What you'll be doing

  • Build evaluation infrastructure to measure AI system speed and accuracy — both offline (during development) and online (in production).
  • Create observability tooling and dashboards that surface quality metrics week-over-week.
  • Diagnose quality gaps. When accuracy drops, trace whether it's retrieval, ranking, prompting, or something else causing the issue.
  • Experiment with different models and agent configurations, using data to guide decisions.
  • Prototype and validate improvements to our RAG pipeline — chunking strategies, retrieval methods, re-ranking approaches.
  • Analyze how our customers are using our AI features to help us identify improvements or new areas for development.
  • Work closely with other engineers to give them confidence that their changes improve quality.
  • Help us stay up-to-date with the cutting-edge AI research, techniques, and tools.

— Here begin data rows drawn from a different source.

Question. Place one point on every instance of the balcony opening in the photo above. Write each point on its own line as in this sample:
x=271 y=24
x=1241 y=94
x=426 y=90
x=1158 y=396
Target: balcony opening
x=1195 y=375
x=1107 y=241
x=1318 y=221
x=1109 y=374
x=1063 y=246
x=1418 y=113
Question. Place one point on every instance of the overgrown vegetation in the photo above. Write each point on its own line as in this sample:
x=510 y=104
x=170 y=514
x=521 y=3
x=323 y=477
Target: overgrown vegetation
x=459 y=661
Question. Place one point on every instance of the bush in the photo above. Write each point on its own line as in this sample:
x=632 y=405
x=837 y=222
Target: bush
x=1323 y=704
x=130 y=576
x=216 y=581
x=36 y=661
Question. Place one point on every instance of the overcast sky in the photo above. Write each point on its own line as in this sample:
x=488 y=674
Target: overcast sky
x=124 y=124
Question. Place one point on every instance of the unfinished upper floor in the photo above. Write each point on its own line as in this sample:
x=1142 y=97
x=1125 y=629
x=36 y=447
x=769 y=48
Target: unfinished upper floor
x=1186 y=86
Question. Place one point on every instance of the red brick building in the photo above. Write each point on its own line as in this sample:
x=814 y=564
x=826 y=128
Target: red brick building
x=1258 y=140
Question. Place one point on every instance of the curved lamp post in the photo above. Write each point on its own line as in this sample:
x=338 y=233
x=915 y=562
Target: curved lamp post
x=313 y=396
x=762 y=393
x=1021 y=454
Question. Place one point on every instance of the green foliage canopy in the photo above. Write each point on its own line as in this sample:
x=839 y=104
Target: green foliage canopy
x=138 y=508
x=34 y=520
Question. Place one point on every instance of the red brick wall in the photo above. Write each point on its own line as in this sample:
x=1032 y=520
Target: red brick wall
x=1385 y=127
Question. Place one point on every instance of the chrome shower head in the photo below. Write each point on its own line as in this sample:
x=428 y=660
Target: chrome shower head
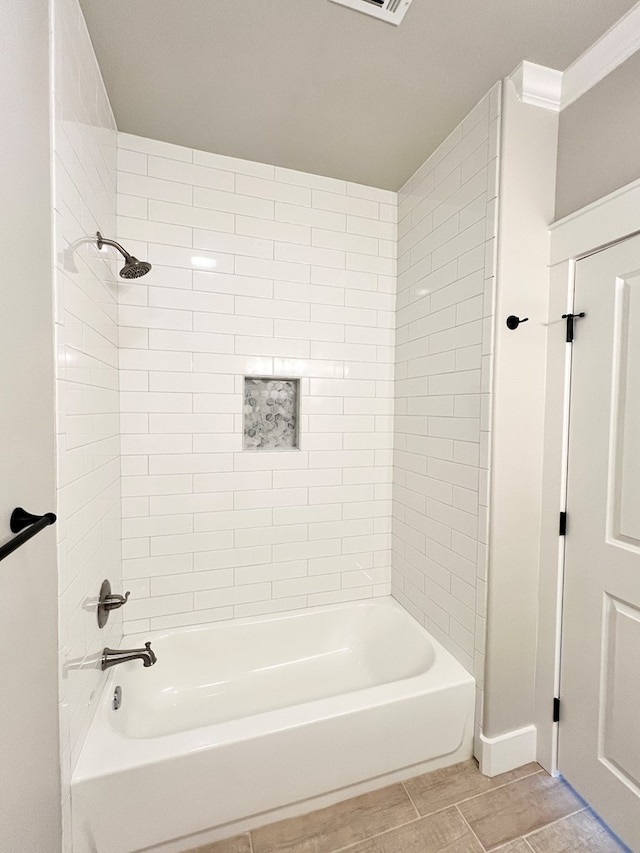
x=133 y=268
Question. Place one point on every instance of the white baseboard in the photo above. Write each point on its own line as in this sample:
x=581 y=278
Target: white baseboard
x=507 y=751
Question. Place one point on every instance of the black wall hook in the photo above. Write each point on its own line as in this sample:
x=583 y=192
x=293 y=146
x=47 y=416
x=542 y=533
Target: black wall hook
x=513 y=322
x=26 y=525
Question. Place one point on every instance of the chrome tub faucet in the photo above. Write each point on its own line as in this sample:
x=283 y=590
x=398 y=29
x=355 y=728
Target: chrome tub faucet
x=111 y=657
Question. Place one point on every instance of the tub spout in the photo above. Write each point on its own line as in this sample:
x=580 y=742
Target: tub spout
x=111 y=657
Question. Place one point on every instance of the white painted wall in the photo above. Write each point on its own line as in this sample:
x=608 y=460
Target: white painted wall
x=447 y=230
x=528 y=161
x=86 y=333
x=30 y=779
x=267 y=272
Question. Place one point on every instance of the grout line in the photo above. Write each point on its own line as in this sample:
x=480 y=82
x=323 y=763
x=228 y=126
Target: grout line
x=554 y=822
x=471 y=830
x=410 y=799
x=499 y=787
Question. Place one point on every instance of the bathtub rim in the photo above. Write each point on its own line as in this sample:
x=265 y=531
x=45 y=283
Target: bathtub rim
x=100 y=755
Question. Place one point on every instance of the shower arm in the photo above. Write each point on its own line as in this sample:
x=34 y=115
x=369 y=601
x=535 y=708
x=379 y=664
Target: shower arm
x=103 y=241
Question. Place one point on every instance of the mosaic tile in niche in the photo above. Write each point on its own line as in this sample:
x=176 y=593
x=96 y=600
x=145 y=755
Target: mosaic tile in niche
x=270 y=413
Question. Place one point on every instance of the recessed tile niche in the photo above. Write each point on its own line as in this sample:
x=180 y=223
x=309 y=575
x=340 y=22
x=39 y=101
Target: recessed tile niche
x=270 y=413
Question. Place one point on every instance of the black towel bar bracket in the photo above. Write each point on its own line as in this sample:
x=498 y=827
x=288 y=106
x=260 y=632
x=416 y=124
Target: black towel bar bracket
x=26 y=525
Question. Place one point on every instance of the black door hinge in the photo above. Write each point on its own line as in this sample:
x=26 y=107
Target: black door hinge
x=570 y=318
x=562 y=530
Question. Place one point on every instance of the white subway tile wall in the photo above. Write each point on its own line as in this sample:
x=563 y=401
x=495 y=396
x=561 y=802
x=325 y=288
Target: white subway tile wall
x=447 y=219
x=88 y=428
x=258 y=271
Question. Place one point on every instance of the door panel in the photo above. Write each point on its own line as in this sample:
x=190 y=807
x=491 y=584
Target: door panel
x=599 y=739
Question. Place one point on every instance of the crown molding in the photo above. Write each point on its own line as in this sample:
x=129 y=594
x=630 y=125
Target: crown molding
x=538 y=85
x=603 y=57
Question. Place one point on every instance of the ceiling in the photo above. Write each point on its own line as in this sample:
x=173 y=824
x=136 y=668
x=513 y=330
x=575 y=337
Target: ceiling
x=318 y=87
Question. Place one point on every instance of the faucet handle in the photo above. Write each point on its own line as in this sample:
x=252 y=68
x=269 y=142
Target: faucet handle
x=109 y=601
x=152 y=656
x=114 y=601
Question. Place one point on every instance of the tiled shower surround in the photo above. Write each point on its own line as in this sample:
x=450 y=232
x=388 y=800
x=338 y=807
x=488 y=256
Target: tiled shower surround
x=257 y=272
x=86 y=334
x=446 y=276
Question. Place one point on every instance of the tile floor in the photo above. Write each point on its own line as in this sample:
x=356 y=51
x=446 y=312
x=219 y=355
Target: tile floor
x=454 y=810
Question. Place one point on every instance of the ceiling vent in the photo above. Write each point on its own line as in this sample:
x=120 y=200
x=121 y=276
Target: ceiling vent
x=391 y=11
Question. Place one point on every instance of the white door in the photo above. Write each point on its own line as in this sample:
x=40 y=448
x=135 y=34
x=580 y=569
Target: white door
x=599 y=735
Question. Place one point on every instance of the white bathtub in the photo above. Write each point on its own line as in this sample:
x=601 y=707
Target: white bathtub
x=242 y=722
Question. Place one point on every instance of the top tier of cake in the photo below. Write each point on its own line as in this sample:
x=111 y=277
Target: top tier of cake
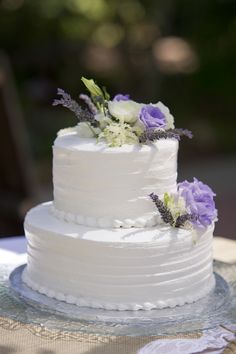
x=108 y=187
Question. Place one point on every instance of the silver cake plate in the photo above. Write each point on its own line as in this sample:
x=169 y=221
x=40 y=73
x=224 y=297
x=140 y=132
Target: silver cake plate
x=19 y=302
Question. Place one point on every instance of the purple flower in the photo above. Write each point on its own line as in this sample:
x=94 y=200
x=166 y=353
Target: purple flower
x=199 y=199
x=121 y=97
x=152 y=117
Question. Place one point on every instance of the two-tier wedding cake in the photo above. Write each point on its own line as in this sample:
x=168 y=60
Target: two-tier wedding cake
x=121 y=233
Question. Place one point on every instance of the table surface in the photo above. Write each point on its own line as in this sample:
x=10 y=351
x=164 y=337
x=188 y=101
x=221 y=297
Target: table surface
x=23 y=339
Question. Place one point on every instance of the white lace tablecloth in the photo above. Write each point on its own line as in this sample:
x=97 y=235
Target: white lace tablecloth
x=217 y=341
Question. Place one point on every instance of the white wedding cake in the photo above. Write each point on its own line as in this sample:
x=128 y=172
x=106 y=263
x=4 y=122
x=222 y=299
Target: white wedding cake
x=120 y=233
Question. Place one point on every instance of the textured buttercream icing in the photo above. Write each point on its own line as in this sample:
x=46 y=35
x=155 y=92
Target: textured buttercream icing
x=100 y=186
x=122 y=269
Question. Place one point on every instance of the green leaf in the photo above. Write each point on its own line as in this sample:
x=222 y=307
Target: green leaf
x=93 y=88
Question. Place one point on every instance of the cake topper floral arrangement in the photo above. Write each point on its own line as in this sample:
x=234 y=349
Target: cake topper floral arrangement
x=192 y=206
x=120 y=120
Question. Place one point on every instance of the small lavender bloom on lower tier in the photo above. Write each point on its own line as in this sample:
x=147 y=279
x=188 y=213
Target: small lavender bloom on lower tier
x=89 y=102
x=199 y=200
x=121 y=97
x=182 y=219
x=83 y=115
x=163 y=210
x=155 y=134
x=152 y=117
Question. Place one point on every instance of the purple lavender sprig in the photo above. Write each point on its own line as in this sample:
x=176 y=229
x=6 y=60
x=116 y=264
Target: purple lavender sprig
x=163 y=210
x=89 y=102
x=83 y=115
x=154 y=134
x=182 y=219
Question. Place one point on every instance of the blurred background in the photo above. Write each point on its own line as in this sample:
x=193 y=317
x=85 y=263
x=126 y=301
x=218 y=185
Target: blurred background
x=178 y=51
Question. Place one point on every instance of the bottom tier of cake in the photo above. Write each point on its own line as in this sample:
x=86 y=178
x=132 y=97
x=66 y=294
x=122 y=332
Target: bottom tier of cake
x=116 y=269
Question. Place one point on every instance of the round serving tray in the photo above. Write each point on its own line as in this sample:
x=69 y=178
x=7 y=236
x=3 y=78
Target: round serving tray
x=19 y=302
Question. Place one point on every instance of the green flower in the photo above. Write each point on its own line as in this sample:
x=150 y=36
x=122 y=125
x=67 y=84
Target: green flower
x=175 y=203
x=117 y=134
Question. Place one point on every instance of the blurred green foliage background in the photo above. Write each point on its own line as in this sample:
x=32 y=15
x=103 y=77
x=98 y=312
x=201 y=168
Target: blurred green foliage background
x=181 y=52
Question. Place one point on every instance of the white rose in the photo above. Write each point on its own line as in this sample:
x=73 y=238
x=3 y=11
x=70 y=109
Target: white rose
x=169 y=118
x=85 y=130
x=125 y=111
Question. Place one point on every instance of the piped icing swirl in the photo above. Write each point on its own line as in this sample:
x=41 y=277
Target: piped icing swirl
x=110 y=186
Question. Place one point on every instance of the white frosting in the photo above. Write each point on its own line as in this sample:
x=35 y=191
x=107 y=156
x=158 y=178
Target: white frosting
x=108 y=187
x=116 y=268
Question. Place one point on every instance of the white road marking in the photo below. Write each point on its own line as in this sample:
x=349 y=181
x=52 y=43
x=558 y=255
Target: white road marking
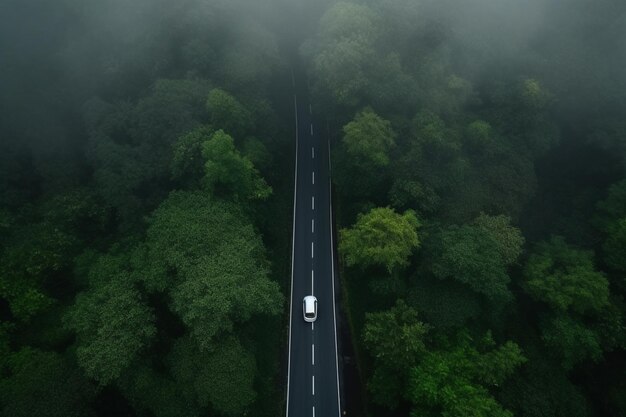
x=332 y=268
x=293 y=243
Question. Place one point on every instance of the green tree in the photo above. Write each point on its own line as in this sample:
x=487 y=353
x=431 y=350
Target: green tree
x=455 y=381
x=395 y=338
x=38 y=383
x=229 y=173
x=381 y=237
x=113 y=324
x=509 y=238
x=228 y=286
x=565 y=277
x=570 y=340
x=611 y=219
x=188 y=162
x=346 y=49
x=477 y=255
x=207 y=257
x=222 y=376
x=368 y=140
x=226 y=113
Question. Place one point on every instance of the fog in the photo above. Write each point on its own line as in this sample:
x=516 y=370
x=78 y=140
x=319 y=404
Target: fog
x=497 y=126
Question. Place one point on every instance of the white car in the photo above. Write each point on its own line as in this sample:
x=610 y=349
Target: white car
x=309 y=308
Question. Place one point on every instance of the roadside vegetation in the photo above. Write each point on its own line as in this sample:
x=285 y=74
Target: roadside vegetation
x=478 y=163
x=479 y=177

What you'll need to be successful

  • Experience building and evaluating AI systems in production — including RAG pipelines, search / retrieval systems, LLM-powered applications, and both offline and LLM-based evaluation frameworks.
  • Strong proficiency in Python for prototyping and experimentation.
  • Openness to learning Ruby on Rails — our production system is built in Rails, and you'll need to integrate with and instrument the existing codebase.
  • Comfortable building infrastructure and tooling (eval pipelines, dashboards, data processing).
  • Deep understanding of RAG architecture: chunking strategies, embeddings, retrieval, re-ranking, context management.
  • Strong experimentation mindset — you’re comfortable designing and running A/B tests, measuring results, and iterating quickly to discover what works and what doesn’t.
  • Strong data analysis skills — you can interpret results, identify patterns, and communicate findings clearly.
  • A desire to work in an environment which values speed of iteration and individual autonomy, while also embracing personal accountability and the ability to collaborate effectively as part of a dynamic team.
  • Comfortable in a fast-paced environment with a certain level of ambiguity, especially when learning and picking up new technologies when projects require it.
  • Strong alignment with our values, find our values on our career page if you haven’t read up on them yet.
  • You are proficient in English (spoken, written, and reading) at a CEFR Level C2 / ILR Level 5.

Bonus Points

  • Experience with evaluation frameworks (Braintrust, LangSmith, or similar).

$130,000 - $140,000 USD per year

The cash compensation range shown is a starting point. In addition to equity, benefits and perks, your cash compensation is subject to an annual review and increase on a once per year basis.